Do prokuratury w Dębicy zgłosił się 27-letni kierowca, który w poniedziałek prawdopodobnie spowodował wypadek w Straszęcinie na Podkarpaciu. Zginęły w nim dwie młode kobiety. Rafał S. i trzech pasażerów auta, które wjechało w samochód ofiar, uciekli z miejsca wypadku. Kierowca został aresztowany na trzy miesiące. Grozi mu 12 lat więzienia.

27-latek sam się zgłosił do prokuratury w Dębicy. Złożył wyjaśnienia, częściowo przyznał się do zarzutów. Twierdzi, że po opuszczeniu auta w ich kierunku szło kilku mężczyzn. Dlatego razem z pasażerami uciekli z miejsca wypadku, bojąc się linczu.

Mężczyzna usłyszał zarzuty m.in. spowodowania wypadku ze skutkiem śmiertelnym i nieudzielenia pomocy; grozi mu za to do 12 lat więzienia.

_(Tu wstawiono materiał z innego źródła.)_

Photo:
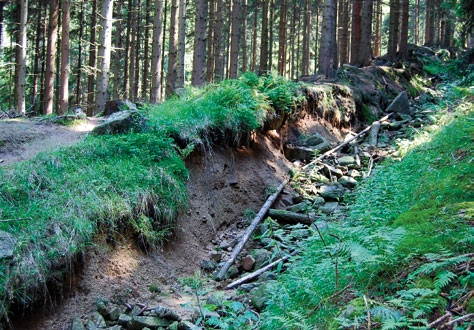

Dziś policja zatrzymała także pasażera mercedesa - Grzegorza S. Mężczyzna, podobnie jak zatrzymany we wtorek inny pasażer Michał P., usłyszał zarzut nieudzielenia pomocy. Obu grozi do 3 lat więzienia. Mężczyźni zostali objęci dozorem policji. Policja nadal poszukuje czwartego pasażera mercedesa.

Do wypadku doszło w miniony poniedziałek. Z ustaleń policji wynika, że kierujący mercedesem z niewyjaśnionych przyczyn zjechał na przeciwległy pas i zderzył się czołowo z peugeotem. Kierowca oraz pasażerowie mercedesa zaraz po zderzeniu uciekli. Na miejscu wypadku zginęły dwie kobiety w wieku 19 i 26 lat; ranny 24-letni kierowca peugeota przebywa w szpitalu.